According to a report from the Buckeye Institute, PLAs can increase the cost of construction projects by 12 percent to 18 percent.

“When PLAs are dropped between rounds of bidding, bids on the same projects have come back by as much as 22 percent lower,” the report states.

But union representatives who testified during the House hearings on the budget said those higher costs ensure properly trained workers, a safe workplace and a building that meets safety regulations. This led Rep. Nickie Antonio, D-Lakewood, to go a step further and question the safety of people who enter a building after a construction project that didn’t require union workers.

In his testimony, Matt Szollosi, executive director of Affiliated Construction Trades Ohio, pointed out problems caused by what he calls contractor abuse.

“I will say our union contractors and reputable non-union contractors are having tremendous difficulty with those who engage in contractor abuse, don’t properly classify their employees as employees and are using illegal aliens,” he told the House committee. “That is the real problem. Then when the issues arise because it wasn’t’ done right the first time, you can’t find those workers. What have you saved? What have you accomplished then? Our approach is do it right the first time.”

Lawson disagreed, calling the training issue an “interesting talking point” on a “superficial level.”

“When you strip it down and analyze it, you’ll see that there are more and more opportunities for people to have access to training. Non-union workers can get training any number of places, especially in today’s information age.

“They say they’ve got trained people, and that it’s safer and it may cost you more in the short-term, but that it’ll pay off in the long run,” Lawson said. “They say they’ll get it right the first time so you don’t have bad construction, safety issues and cost overruns. The bottom line is that they’re overpaid for what they actually deliver and they use scare tactics to make people believe anyone else is a fly-by-night operation that can’t be trusted.

“Union shops are not the last thing that stands between you and someone who can’t put a screw in the wall,” he added.

But it isn’t just the work conditions and terms. Most PLAs require that all workers on the project pay union dues or fees and contribute to the union pension fund, even if they won’t benefit from it.

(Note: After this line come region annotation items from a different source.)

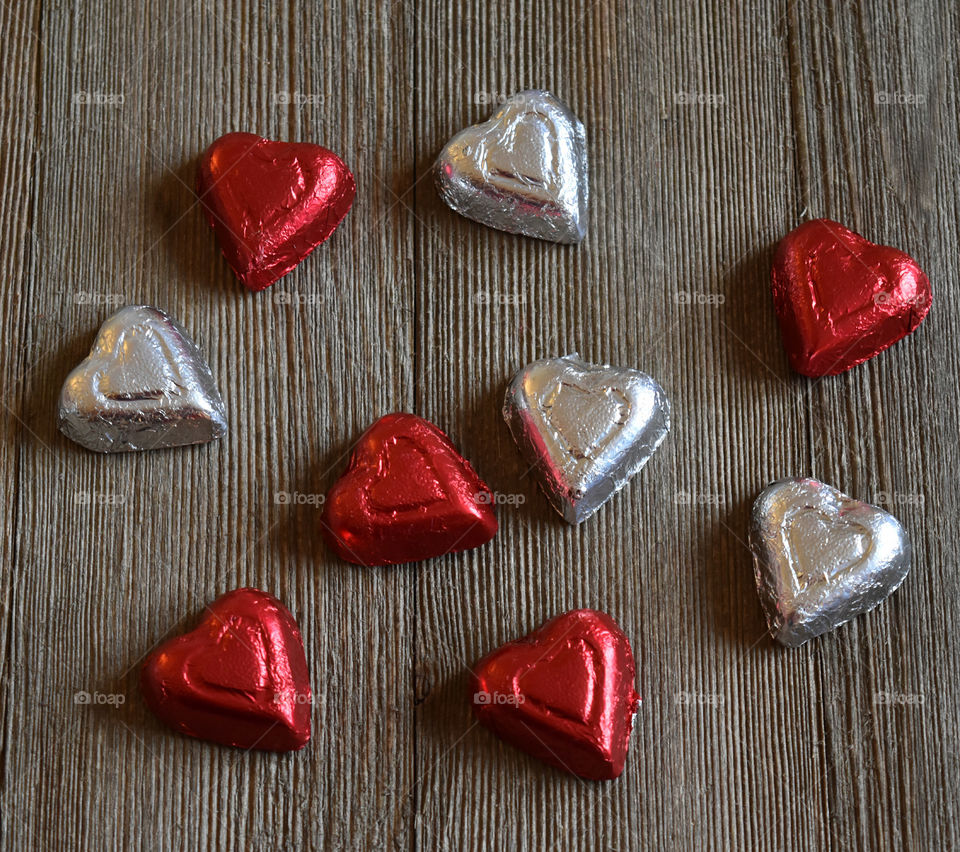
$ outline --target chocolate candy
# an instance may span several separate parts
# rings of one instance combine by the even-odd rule
[[[60,392],[60,430],[100,453],[202,444],[226,434],[223,400],[183,327],[131,305],[100,327]]]
[[[147,706],[191,737],[265,751],[310,740],[310,676],[289,610],[258,589],[237,589],[200,626],[165,642],[140,674]]]
[[[348,562],[417,562],[488,542],[492,504],[443,432],[415,414],[388,414],[363,433],[327,494],[323,534]]]
[[[477,719],[511,745],[582,778],[616,778],[640,702],[635,674],[617,623],[578,609],[484,657],[470,698]]]
[[[556,243],[586,234],[586,134],[549,92],[519,92],[460,131],[434,169],[440,197],[468,219]]]
[[[263,290],[326,240],[350,206],[353,175],[319,145],[228,133],[200,158],[197,194],[241,283]]]
[[[910,541],[893,515],[815,479],[763,490],[750,549],[770,635],[791,647],[873,609],[910,570]]]
[[[773,300],[790,366],[830,376],[910,334],[930,310],[930,282],[909,255],[829,219],[777,246]]]
[[[670,429],[670,403],[650,376],[587,364],[576,353],[517,373],[503,416],[540,487],[571,524],[623,488]]]

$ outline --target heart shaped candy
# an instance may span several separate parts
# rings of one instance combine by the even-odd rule
[[[829,219],[804,222],[777,246],[773,300],[790,366],[832,376],[906,337],[930,310],[917,262]]]
[[[596,780],[623,772],[640,696],[630,642],[605,613],[578,609],[484,657],[473,712],[498,737]]]
[[[893,515],[815,479],[763,490],[750,549],[770,635],[790,647],[873,609],[910,570],[910,541]]]
[[[263,290],[329,237],[353,204],[353,175],[319,145],[228,133],[204,152],[197,194],[241,283]]]
[[[642,468],[670,429],[670,403],[646,373],[574,353],[524,367],[503,417],[553,507],[589,518]]]
[[[183,327],[130,305],[100,327],[60,392],[60,430],[100,453],[202,444],[226,434],[223,400]]]
[[[436,426],[388,414],[357,442],[324,503],[323,533],[348,562],[395,565],[469,550],[497,531],[490,489]]]
[[[549,92],[519,92],[460,131],[434,169],[440,197],[468,219],[556,243],[586,234],[586,134]]]
[[[217,598],[196,630],[153,651],[140,688],[162,721],[192,737],[265,751],[294,751],[310,740],[300,630],[258,589]]]

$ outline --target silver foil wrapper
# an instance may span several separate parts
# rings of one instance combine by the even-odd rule
[[[815,479],[763,490],[750,549],[770,635],[790,647],[873,609],[910,570],[910,541],[893,515]]]
[[[227,431],[210,368],[176,320],[131,305],[100,327],[60,392],[60,430],[100,453],[202,444]]]
[[[549,92],[519,92],[460,131],[435,172],[440,197],[468,219],[555,243],[586,234],[586,134]]]
[[[524,367],[503,417],[553,507],[589,518],[646,464],[670,429],[670,403],[646,373],[574,353]]]

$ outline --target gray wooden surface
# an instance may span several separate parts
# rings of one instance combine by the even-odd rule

Szollosi told the committee non-union workers who pay the union dues to take part in their company’s project would probably not benefit from the pension, to which they were forced to contribute, unless they continued to pay dues and remain a union member until they were fully vested.

This adds to the labor costs, the Buckeye Institute report says, by increasing payments to unions rather than workers.

Mark Tucker, legal counsel for the Ohio State Building and Construction Trades Council, implied that a company’s current employees may not even work on the PLA project .

In answering a question from the House committee, he said non-union workers add their names to a list at the union hall to be re-hired for the job, but they would be behind current members, with the same skills, who are waiting to be hired.

Lawson called the PLA provision the “best single policy piece” in the biennial budget bill.

“The big thing about this is that it’s the first relatively significant labor reform that’s made it this far in the legislative process since Senate Bill 5,” he said.

S.B. 5 was a labor reform bill, which Gov. John Kasich signed and repealed in 2011 following a voter referendum led by the unions.

“All the people who’ve been belly-aching about the loss of local government funds should be supportive of it and beating on the doors of the Senate to tell them how this can save them money and give them flexibility,” Lawson said.

The bill does not prevent employers from negotiating their own PLAs; it just prevents the state agencies, and local projects using state funds, from doing so ahead of time and requiring it as part of the bid package.

Ohio would become the 23rd state to restrict PLAs — if the measure survives as the bill moves through the Senate.